Despite a huge correction exercise currently being undertaken by the Department of Work and Pensions (DWP) on historic state pension awards, errors are still being made on new state pension awards according to LCP partner and former pensions minister Steve Webb.
Steve Webb has now written to the pensions minister, Guy Opperman, giving examples of recent errors and calling for further action to improve accuracy.
A key area of error relates to women who previously paid a reduced rate of National Insurance Contributions, commonly known as the ‘married woman’s stamp’. Such women may find that under the rules of the new state pension they lack the 10 years of full rate contributions necessary to qualify for any state pension. But the new system has a special concession for such women, provided that they were paying the reduced stamp 35 years before they retired. Such women can automatically get a pension of £85 per week if they are married or £141.85 if they are widowed or divorced.
A previous FOI request from Steve Webb revealed that DWP discovered in 2019 that it was making errors on such cases and a correction exercise was put in place at the time. But the former Minister has continued to hear from women who have wrongly been told they have no pension entitlement, including one who retired in April 2022. He has therefore written to DWP with details of four such cases and is calling for action to be taken to stop this from happening again.

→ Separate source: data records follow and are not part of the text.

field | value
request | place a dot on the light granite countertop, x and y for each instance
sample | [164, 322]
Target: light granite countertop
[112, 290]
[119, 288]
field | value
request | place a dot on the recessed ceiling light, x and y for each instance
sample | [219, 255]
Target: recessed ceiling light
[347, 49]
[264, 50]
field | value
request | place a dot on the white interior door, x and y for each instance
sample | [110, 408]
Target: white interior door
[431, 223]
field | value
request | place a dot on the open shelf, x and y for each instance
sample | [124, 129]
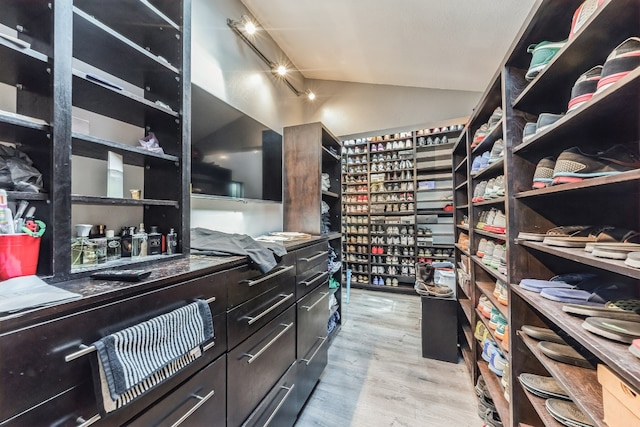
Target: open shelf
[579, 255]
[581, 384]
[615, 355]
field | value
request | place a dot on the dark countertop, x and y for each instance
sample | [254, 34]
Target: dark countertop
[163, 273]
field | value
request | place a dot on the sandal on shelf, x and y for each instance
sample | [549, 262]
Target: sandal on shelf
[617, 330]
[563, 353]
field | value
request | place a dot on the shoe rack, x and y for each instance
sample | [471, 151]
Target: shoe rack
[388, 224]
[610, 117]
[68, 56]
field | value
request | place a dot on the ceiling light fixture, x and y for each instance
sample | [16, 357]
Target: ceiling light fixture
[248, 27]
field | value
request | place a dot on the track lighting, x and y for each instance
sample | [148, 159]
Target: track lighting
[247, 27]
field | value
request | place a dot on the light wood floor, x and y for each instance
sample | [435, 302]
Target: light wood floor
[376, 375]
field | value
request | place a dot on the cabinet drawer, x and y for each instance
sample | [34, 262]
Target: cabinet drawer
[32, 360]
[256, 364]
[249, 317]
[309, 257]
[310, 368]
[198, 402]
[280, 407]
[250, 284]
[313, 314]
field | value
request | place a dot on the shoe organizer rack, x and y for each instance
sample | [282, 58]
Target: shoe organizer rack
[65, 59]
[395, 189]
[610, 117]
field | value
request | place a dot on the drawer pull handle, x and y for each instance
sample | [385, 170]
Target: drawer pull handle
[275, 411]
[85, 423]
[253, 357]
[314, 278]
[309, 308]
[320, 254]
[307, 361]
[201, 401]
[85, 349]
[252, 320]
[269, 276]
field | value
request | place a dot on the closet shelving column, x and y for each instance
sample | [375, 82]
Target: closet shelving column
[609, 118]
[355, 209]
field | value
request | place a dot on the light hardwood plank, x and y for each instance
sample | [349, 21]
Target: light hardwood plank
[376, 375]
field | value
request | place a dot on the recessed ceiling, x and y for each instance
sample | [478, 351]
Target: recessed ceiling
[443, 44]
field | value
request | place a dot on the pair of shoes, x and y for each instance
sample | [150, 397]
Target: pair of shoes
[575, 165]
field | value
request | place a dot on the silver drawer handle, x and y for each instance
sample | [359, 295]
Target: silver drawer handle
[252, 320]
[201, 401]
[86, 349]
[309, 308]
[269, 276]
[307, 361]
[85, 423]
[253, 357]
[320, 254]
[314, 279]
[275, 411]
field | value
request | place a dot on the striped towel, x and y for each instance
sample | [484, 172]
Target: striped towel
[136, 359]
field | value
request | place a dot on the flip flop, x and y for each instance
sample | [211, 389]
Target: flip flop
[617, 330]
[541, 334]
[541, 386]
[563, 353]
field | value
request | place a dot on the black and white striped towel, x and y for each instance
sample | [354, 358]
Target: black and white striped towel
[137, 358]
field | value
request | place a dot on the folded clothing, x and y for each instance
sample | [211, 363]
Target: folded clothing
[133, 355]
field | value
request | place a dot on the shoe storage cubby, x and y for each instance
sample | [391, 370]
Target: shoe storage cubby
[125, 67]
[560, 196]
[397, 205]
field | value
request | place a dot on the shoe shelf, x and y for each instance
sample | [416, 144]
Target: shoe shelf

|Case study: Mrs Estelle Henley
Mrs Henley reached pension age in April 2022. Before retiring she worked full-time in her daughter’s pub for fifteen years. She lives near Southampton with her husband Rob who is aged 72 but still in part-time work, partly to support the couple until Mrs Henley’s state pension became payable. Mrs Henley claimed her state pension in the usual way but was shocked to receive a letter from DWP dated 21st April 2022 saying “We cannot pay you UK state pension” because she did not have the requisite number of years of contributions. From previous correspondence with DWP in 2015 she was aware of the special rules for people who paid the ‘reduced stamp’, so she challenged DWP directly and also contacted Steve Webb. DWP have now accepted their error, phoning Mrs Henley to apologise and have paid arrears back to the start of her claim. Mrs Henley said: “I knew that something was wrong when I was told I wasn’t entitled to a pension, but there may be other women who might not realise they have been given the wrong information. I would encourage anyone who has been turned down for a pension to make sure that an error has not been made”.

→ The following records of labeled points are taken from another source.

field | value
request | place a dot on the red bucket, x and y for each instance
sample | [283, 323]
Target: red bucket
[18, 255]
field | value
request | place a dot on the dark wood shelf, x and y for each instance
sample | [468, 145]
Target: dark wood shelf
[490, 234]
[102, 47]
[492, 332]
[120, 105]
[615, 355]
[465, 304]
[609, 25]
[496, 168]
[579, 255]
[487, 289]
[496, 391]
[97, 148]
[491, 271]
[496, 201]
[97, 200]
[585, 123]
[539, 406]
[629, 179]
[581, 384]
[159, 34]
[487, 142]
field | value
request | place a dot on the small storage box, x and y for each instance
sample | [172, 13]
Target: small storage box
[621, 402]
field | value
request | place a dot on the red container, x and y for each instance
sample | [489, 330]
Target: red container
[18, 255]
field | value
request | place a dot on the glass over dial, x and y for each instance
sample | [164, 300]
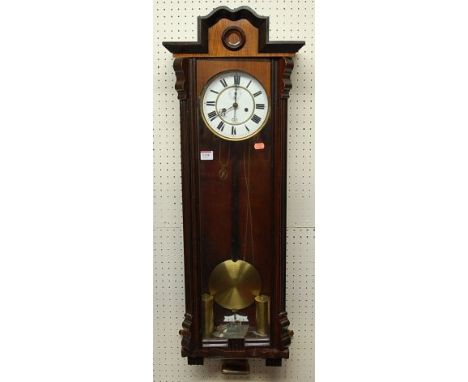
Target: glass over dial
[234, 105]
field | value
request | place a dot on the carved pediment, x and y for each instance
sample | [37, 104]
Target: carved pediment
[234, 33]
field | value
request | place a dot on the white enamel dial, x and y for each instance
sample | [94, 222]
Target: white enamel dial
[234, 105]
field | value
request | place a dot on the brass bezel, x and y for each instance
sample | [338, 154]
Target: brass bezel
[200, 108]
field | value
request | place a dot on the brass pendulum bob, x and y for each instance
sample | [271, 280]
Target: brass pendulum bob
[234, 284]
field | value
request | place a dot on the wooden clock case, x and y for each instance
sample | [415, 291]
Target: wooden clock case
[234, 40]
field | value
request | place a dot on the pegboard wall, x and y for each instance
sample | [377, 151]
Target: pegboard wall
[177, 20]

Commenting, Steve Webb, partner at LCP said: “When DWP admitted to me that they had been making errors for this group of women I assumed that they would have put in place procedures to sort out the problem.
“Yet I continue to hear from women who have been wrongly told that they are not entitled to a pension. What concerns me most is how many other women there may be who simply trusted what DWP have told them and are now struggling to get by without the pension which is rightfully theirs. DWP should be checking all their records for such cases and putting things right, as well as making sure that these mistakes cannot happen again”.